The LocalInferenceProvider handles custom endpoints alongside the other backend types — when the backend is set to custom, it delegates to RemoteInferenceProvider with the configured URL and auth. Custom endpoints participate in the same routing strategies as managed backends.

Model switching

vLLM and SGLang are single-model-per-instance backends — unlike Ollama, they cannot hot-swap models. To switch models, Nova uses the drain protocol:

The dashboard sends POST /recovery-api/api/v1/recovery/inference/backend/{backend}/switch-model with the new model ID
Recovery sets the inference state to draining
The LLM Gateway stops routing new requests to the local backend (cloud fallback continues serving)
Recovery polls GET /health/inflight until in-flight requests complete (up to 15s)
Recovery stops the container, updates the model configuration, and restarts with the new model
State transitions through starting to ready once the new model is loaded and healthy

Users can search for models via the Models page, which queries HuggingFace (for vLLM/SGLang) or the Ollama registry.
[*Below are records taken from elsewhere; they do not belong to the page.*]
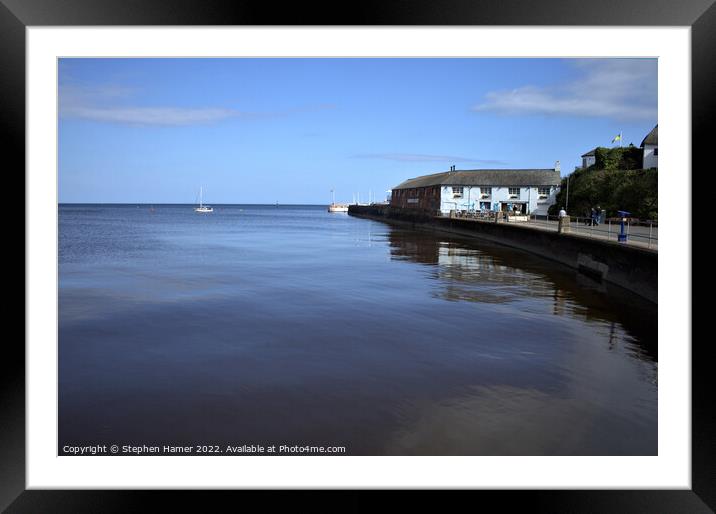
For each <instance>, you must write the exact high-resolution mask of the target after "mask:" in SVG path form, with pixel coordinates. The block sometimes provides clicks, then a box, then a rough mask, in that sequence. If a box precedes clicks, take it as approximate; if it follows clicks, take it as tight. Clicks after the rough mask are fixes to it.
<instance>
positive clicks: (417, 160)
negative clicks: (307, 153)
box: [353, 153, 507, 165]
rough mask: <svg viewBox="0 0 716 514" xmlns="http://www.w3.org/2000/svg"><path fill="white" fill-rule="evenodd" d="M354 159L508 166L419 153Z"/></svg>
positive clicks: (467, 157)
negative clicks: (459, 162)
mask: <svg viewBox="0 0 716 514" xmlns="http://www.w3.org/2000/svg"><path fill="white" fill-rule="evenodd" d="M353 157H355V158H357V159H382V160H386V161H402V162H466V163H477V164H495V165H504V164H507V163H506V162H504V161H497V160H492V159H474V158H472V157H458V156H455V155H430V154H419V153H367V154H358V155H354V156H353Z"/></svg>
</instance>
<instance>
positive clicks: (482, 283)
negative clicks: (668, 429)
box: [389, 227, 658, 361]
mask: <svg viewBox="0 0 716 514" xmlns="http://www.w3.org/2000/svg"><path fill="white" fill-rule="evenodd" d="M389 244H390V254H391V258H392V259H395V260H410V261H412V262H417V263H420V264H426V265H431V266H432V267H433V268H434V269H433V271H432V276H433V278H434V279H435V280H437V281H438V282H439V287H438V288H437V289H436V290H435V291H434V293H433V294H434V295H435V296H436V297H439V298H443V299H445V300H449V301H467V302H476V303H488V304H489V303H495V304H505V303H510V302H517V301H519V302H520V303H521V308H523V309H524V311H525V313H529V312H536V313H545V312H544V311H543V310H542V307H543V306H544V305H547V303H546V302H544V301H546V300H549V303H548V305H549V306H550V311H549V312H550V313H551V314H553V315H555V316H568V317H577V318H579V319H582V320H584V321H587V322H605V323H608V324H609V327H610V328H609V339H608V341H609V343H608V344H609V348H613V347H614V346H615V345H616V344H617V340H618V339H619V337H618V333H621V332H622V329H623V331H624V332H625V333H626V337H627V338H628V339H629V340H630V342H633V343H635V345H636V347H635V348H634V350H635V351H634V355H635V356H637V357H640V358H646V359H648V360H652V361H656V360H657V359H658V353H657V352H658V350H657V324H656V322H655V321H656V318H657V309H656V306H655V305H654V304H652V303H650V302H648V301H646V300H644V299H642V298H640V297H638V296H637V295H635V294H633V293H631V292H629V291H627V290H624V289H622V288H619V287H618V286H613V285H609V284H607V283H604V282H598V281H595V280H593V279H591V278H590V277H588V276H585V275H583V274H581V273H578V272H576V271H571V270H568V269H566V268H564V267H563V266H561V265H559V264H555V263H552V262H550V261H548V260H546V259H543V258H540V257H537V256H535V255H533V254H530V253H528V252H525V251H522V250H518V249H513V248H509V247H505V246H502V245H498V244H494V243H491V242H489V241H483V240H465V239H460V238H450V237H446V236H444V235H436V234H434V233H428V232H421V231H415V230H401V229H396V228H394V227H391V229H390V231H389ZM530 299H537V300H540V299H541V300H543V302H541V303H539V302H528V300H530Z"/></svg>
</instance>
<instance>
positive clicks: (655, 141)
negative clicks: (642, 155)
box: [641, 125, 659, 169]
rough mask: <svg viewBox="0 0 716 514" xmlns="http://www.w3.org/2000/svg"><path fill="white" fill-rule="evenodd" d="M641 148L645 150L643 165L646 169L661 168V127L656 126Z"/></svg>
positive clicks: (648, 133) (651, 131) (644, 138)
mask: <svg viewBox="0 0 716 514" xmlns="http://www.w3.org/2000/svg"><path fill="white" fill-rule="evenodd" d="M641 148H643V149H644V153H643V164H642V167H643V168H644V169H649V168H658V167H659V125H656V126H655V127H654V128H653V129H651V132H649V133H648V134H647V135H646V137H645V138H644V141H642V142H641Z"/></svg>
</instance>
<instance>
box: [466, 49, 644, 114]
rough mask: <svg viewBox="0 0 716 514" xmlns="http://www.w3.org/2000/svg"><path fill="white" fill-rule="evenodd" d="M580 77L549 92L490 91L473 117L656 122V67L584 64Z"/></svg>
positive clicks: (561, 85) (579, 68)
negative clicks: (495, 117) (499, 116)
mask: <svg viewBox="0 0 716 514" xmlns="http://www.w3.org/2000/svg"><path fill="white" fill-rule="evenodd" d="M573 66H575V67H576V68H577V69H578V71H579V73H580V77H579V78H577V79H575V80H573V81H572V82H569V83H565V84H555V85H553V86H548V87H538V86H531V85H525V86H521V87H518V88H516V89H512V90H502V91H491V92H489V93H487V94H486V95H485V100H484V102H482V103H481V104H478V105H476V106H474V107H473V110H474V111H478V112H480V111H482V112H485V111H491V112H497V113H502V114H544V115H563V116H596V117H606V118H612V119H618V120H655V119H656V116H657V63H656V60H645V59H583V60H581V59H580V60H578V61H575V62H573Z"/></svg>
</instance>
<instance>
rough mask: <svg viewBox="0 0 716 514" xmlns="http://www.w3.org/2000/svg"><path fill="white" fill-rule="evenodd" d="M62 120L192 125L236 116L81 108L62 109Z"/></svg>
mask: <svg viewBox="0 0 716 514" xmlns="http://www.w3.org/2000/svg"><path fill="white" fill-rule="evenodd" d="M62 115H63V116H64V117H71V118H83V119H87V120H94V121H107V122H116V123H136V124H141V125H193V124H197V123H211V122H215V121H220V120H223V119H226V118H231V117H234V116H239V115H240V113H239V112H238V111H235V110H232V109H216V108H200V109H185V108H177V107H81V106H73V107H69V108H65V109H63V110H62Z"/></svg>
The search endpoint (GET /recovery-api/api/v1/recovery/inference/models/search) returns results with VRAM estimates to help users choose models that fit their hardware.

Onboarding wizard

First-time users are guided through a 6-step onboarding wizard that configures their inference backend:

Welcome — introduction to Nova’s local AI capabilities
Hardware detection — scans for GPU, VRAM, CPU, and RAM
Engine selection — recommends a backend based on detected hardware
Model selection — suggests models that fit the available VRAM, with curated recommendations
Download — pulls the selected model (with progress tracking)
Ready — confirms setup and launches the main UI

The wizard can be re-run at any time from Settings. It stores completion state so it only appears on first visit.

GPU monitoring

When an NVIDIA GPU is available, the dashboard displays live GPU stats (utilization, VRAM usage, temperature, power draw) via the GET /recovery-api/api/v1/recovery/hardware/gpu-stats endpoint. The recovery service obtains these stats by running nvidia-smi inside the GPU-enabled inference container using Docker exec.

GPU stats cards appear on the Models page when a local backend is active, giving users real-time visibility into their inference hardware.

Model recommendations

Nova provides intelligent model recommendations based on detected hardware:

Curated list — a set of recommended models is maintained in data/recommended_models.json, organized by category (general, coding, small/fast) with VRAM requirements
GET /recovery-api/api/v1/recovery/inference/models/recommended — returns the curated list, filtered by available VRAM
GET /recovery-api/api/v1/recovery/inference/recommendation — auto-recommends a backend and model based on hardware detection (GPU vendor, VRAM, CPU-only fallback)

The recommendation endpoint considers:

Hardware	Recommended backend	Recommended model
NVIDIA GPU, 8+ GB VRAM	vLLM or SGLang	Largest model that fits in VRAM
NVIDIA GPU, <8 GB VRAM	Ollama	Quantized model (GGUF) fitting VRAM
AMD GPU (ROCm)	vLLM (ROCm build)	Based on available VRAM
CPU only	Ollama	Small quantized model
No local hardware	Cloud providers	No local model recommended

The dashboard shows a recommendation banner on the Models page and uses these recommendations in the onboarding wizard.